Her ongoing work involves the study of green space exposure and indoor dust microbiome as well as mechanistic studies of the exposome using multi-omics approaches and machine learning methods. As the Principal Investigator in two large birth cohorts in Singapore – the Growing Up in Singapore Towards healthy Outcomes (GUSTO) and Singapore Preconception Study of Long-Term Maternal and Child Outcomes (S-PRESTO), she has led and published many multi-disciplinary works with international collaborators. She is supported by national funding such as from the National Medical Research Council and Human Potential - Prenatal/Early Childhood Grant to develop novel treatments and preventive strategies to improve human health.


Topic: Neighbourhood Land Uses and their Association with Individual Health Measures – Findings from GUSTO

Much of the global population resides in urban built environments, with the proportion poised to reach 72% by 2050. The urban environment has a profound influence on our well-being. This talk features preliminary findings from a pilot study using data from the Growing Up in Singapore Towards healthy Outcomes (GUSTO) project which is a prospective population-based cohort study involving 1,247 healthy pregnant mothers recruited during their first trimester with longitudinal data on their child’s health collected at regular follow-ups. The pilot investigates whether neighbourhood land uses correlate to child’s health outcomes, while accounting for key individual- and neighbourhood-level confounders, such as age and income. While preliminary findings indicate a lack of association, this study showcases the potential of leveraging on longitudinal cohort studies to better understand the influence of the built environment on health and well-being.


Mr Choo Chin Hua

Mr Choo Chin Hua
Group Director, Design Development Group
Housing Development Board (HDB)

Chin Hua leads the Design Development Group at HDB, overseeing the design of new public housing projects as well as upgrading programmes for existing public housing precincts.

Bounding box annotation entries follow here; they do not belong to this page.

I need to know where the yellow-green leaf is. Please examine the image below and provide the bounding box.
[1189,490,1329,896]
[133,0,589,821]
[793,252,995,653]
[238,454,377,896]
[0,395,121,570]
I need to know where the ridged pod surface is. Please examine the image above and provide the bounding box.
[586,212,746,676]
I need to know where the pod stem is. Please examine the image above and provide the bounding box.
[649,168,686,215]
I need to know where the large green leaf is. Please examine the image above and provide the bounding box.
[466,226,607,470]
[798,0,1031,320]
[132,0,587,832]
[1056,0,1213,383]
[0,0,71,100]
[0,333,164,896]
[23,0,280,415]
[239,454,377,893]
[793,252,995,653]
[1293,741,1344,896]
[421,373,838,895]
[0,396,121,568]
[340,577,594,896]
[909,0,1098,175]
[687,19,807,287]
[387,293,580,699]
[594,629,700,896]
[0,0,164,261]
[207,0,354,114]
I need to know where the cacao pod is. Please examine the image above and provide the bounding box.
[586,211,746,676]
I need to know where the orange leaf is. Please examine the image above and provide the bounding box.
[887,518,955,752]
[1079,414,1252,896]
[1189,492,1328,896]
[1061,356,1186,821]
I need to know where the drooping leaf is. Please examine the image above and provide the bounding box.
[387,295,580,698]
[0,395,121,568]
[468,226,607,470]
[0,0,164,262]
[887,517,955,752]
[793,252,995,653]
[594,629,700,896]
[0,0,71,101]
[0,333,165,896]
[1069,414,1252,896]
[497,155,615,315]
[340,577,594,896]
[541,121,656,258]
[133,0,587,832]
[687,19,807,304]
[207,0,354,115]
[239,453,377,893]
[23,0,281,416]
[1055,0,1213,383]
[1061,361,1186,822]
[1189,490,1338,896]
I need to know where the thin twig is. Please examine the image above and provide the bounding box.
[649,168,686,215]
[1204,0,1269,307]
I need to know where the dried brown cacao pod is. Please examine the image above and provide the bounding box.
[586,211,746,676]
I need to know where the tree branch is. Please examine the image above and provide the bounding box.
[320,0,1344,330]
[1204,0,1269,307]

Trained as an architect-planner, Chin Hua has worked in HDB for more than two decades handling different portfolios ranging from architectural design, town planning, building programme, digitisation, town rejuvenation and health & wellness. Prior to leading the Design Development Group, Chin Hua also underwent a secondment to URA, overseeing the master planning of Singapore’s Northern Region under URA’s Physical Planning Group.